C’est vous qui fixez les règles, car la loi n'impose rien sur ce point. En pratique, une durée allant de 1 à 3 mois est un standard fiable dans la majorité des secteurs.
Pensez absolument à ajouter une mention claire, comme « Offre valable 30 jours à compter de cette date ». Cette petite phrase est votre bouclier. Elle vous protège si les prix de vos fournisseurs augmentent ou si le coût de vos matières premières grimpe. Sans elle, un client pourrait revenir des mois plus tard et exiger le tarif initial.
Peut-on modifier un devis une fois qu'il est signé ?

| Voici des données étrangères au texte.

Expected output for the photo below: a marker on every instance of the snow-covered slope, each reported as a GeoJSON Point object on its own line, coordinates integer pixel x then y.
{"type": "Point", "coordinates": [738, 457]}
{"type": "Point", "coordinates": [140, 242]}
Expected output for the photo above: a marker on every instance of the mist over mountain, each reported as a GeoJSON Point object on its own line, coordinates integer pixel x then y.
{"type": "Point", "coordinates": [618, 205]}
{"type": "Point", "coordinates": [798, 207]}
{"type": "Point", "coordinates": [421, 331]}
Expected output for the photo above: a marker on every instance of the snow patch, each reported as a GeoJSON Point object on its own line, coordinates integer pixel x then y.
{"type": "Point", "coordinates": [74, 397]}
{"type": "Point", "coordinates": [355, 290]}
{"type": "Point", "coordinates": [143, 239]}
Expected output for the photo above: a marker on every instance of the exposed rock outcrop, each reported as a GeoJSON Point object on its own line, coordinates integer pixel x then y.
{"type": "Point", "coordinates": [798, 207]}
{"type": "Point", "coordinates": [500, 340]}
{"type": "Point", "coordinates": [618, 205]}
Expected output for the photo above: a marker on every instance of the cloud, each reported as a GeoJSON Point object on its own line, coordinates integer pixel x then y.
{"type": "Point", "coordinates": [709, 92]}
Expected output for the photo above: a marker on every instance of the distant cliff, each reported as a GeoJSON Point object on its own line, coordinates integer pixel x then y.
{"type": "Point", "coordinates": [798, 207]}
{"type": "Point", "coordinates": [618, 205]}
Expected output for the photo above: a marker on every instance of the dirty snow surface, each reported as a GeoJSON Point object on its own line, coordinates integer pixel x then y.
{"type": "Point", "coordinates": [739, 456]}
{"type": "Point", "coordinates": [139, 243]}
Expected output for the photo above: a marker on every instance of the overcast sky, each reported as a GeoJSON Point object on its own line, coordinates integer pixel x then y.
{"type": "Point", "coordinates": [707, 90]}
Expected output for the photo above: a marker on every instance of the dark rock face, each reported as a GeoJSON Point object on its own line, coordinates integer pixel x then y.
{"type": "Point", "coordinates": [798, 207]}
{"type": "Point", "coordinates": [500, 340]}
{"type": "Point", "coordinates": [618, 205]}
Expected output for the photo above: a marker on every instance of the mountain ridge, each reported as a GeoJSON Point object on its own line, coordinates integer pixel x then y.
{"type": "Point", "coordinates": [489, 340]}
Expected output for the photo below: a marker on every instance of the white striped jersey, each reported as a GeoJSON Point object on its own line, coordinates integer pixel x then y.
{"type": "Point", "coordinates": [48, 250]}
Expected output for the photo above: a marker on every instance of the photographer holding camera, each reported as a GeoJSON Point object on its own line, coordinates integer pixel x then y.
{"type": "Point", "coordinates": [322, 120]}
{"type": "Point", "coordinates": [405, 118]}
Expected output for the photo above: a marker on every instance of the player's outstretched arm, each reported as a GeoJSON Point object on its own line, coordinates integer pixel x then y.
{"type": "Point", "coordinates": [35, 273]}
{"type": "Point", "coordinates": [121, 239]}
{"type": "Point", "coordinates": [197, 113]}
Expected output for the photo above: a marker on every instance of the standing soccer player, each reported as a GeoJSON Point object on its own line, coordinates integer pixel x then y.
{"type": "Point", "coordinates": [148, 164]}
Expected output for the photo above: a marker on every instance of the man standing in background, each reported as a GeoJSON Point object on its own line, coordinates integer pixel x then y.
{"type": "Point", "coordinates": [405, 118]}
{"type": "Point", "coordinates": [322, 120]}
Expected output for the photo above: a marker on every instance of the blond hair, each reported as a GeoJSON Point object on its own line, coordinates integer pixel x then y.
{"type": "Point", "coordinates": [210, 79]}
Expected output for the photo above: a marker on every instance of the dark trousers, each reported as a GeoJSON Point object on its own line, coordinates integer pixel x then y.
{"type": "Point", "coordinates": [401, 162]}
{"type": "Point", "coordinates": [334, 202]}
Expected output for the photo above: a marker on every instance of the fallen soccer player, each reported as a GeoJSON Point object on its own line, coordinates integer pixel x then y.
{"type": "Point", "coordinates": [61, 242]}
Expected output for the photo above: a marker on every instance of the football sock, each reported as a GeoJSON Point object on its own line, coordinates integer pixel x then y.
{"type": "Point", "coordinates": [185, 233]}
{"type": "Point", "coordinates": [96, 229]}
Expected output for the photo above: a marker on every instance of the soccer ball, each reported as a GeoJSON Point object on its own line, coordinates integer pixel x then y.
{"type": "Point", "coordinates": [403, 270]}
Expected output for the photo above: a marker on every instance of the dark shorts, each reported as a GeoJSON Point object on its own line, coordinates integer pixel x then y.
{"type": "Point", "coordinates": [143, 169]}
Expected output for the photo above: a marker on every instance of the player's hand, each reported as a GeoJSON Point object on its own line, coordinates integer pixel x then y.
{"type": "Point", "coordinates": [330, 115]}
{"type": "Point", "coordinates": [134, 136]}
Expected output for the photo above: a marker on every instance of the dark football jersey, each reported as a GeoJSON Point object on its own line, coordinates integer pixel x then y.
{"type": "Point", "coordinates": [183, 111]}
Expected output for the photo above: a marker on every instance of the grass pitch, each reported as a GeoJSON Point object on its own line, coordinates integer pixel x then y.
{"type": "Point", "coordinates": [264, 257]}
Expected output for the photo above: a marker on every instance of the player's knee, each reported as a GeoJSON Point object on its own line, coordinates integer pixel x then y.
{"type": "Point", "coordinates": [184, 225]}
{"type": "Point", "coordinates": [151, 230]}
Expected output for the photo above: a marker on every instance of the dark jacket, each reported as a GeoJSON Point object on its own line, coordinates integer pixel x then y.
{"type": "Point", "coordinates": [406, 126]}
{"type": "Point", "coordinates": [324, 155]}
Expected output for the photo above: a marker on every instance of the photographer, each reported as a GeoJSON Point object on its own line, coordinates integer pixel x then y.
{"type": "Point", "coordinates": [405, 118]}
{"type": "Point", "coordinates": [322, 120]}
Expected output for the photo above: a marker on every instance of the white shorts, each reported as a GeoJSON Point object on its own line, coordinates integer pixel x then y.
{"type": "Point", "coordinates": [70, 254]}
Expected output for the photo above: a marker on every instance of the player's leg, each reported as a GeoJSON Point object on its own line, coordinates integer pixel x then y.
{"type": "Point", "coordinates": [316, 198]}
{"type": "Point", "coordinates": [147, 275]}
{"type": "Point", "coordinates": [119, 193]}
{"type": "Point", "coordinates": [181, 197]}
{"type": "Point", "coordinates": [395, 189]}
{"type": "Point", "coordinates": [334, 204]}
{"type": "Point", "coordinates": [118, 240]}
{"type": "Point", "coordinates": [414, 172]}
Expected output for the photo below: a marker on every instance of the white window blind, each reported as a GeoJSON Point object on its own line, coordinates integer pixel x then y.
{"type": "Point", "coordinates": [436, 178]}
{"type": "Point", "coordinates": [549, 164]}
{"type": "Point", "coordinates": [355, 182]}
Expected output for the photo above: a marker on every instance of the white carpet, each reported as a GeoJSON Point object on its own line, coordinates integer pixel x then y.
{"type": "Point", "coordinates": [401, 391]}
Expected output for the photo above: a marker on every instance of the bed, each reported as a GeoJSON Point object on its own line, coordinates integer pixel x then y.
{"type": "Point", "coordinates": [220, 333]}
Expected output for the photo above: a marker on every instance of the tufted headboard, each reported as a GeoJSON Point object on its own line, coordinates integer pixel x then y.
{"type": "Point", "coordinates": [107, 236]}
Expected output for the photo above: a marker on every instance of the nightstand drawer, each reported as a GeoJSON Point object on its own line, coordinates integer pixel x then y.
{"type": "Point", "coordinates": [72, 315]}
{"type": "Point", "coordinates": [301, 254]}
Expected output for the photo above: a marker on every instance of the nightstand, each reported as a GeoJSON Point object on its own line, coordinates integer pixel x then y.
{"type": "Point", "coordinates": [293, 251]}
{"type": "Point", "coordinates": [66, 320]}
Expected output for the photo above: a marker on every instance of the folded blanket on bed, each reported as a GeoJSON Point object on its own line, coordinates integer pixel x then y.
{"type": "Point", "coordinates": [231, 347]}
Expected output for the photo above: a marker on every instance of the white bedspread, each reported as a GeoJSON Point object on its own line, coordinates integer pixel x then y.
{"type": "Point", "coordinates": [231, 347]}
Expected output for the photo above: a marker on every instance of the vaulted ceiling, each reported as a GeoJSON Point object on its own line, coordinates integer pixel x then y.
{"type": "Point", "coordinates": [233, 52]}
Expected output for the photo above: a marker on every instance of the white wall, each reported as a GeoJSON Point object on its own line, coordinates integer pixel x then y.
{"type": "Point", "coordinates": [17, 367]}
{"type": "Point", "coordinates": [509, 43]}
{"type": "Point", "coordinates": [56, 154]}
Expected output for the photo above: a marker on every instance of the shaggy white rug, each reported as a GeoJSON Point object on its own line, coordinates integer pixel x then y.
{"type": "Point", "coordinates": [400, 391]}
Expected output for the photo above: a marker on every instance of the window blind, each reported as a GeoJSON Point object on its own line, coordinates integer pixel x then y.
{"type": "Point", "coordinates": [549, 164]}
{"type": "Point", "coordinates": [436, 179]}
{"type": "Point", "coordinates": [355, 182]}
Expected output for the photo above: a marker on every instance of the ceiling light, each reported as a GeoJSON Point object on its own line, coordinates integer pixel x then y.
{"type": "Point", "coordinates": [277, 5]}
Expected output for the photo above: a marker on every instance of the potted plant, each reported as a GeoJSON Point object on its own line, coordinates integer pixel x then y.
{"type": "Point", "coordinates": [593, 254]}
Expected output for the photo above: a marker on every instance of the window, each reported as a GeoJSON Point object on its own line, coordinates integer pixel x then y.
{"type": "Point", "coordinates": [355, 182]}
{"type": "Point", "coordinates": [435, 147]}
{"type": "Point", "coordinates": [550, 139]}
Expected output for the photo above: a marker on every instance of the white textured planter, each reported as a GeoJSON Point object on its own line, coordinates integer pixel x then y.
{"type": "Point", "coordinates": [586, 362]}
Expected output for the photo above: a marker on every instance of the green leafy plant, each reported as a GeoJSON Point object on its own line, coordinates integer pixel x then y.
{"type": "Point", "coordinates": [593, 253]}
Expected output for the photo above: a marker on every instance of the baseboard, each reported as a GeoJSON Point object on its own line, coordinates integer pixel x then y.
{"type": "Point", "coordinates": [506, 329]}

Absolument pas. Une fois que votre client a apposé sa signature avec la mention « Bon pour accord », votre devis se transforme en contrat. Il engage les deux parties et ne peut plus être modifié de manière unilatérale.
Bien sûr, les projets évoluent. Si votre client demande des prestations supplémentaires ou si le périmètre de la mission change, la seule solution est de rédiger un avenant. Ce document additionnel doit lister précisément les modifications, leur coût, et être daté et signé par vous et votre client. Ne tombez jamais dans le piège du "on verra ça plus tard" : toute tâche non prévue doit faire l'objet d'un avenant écrit.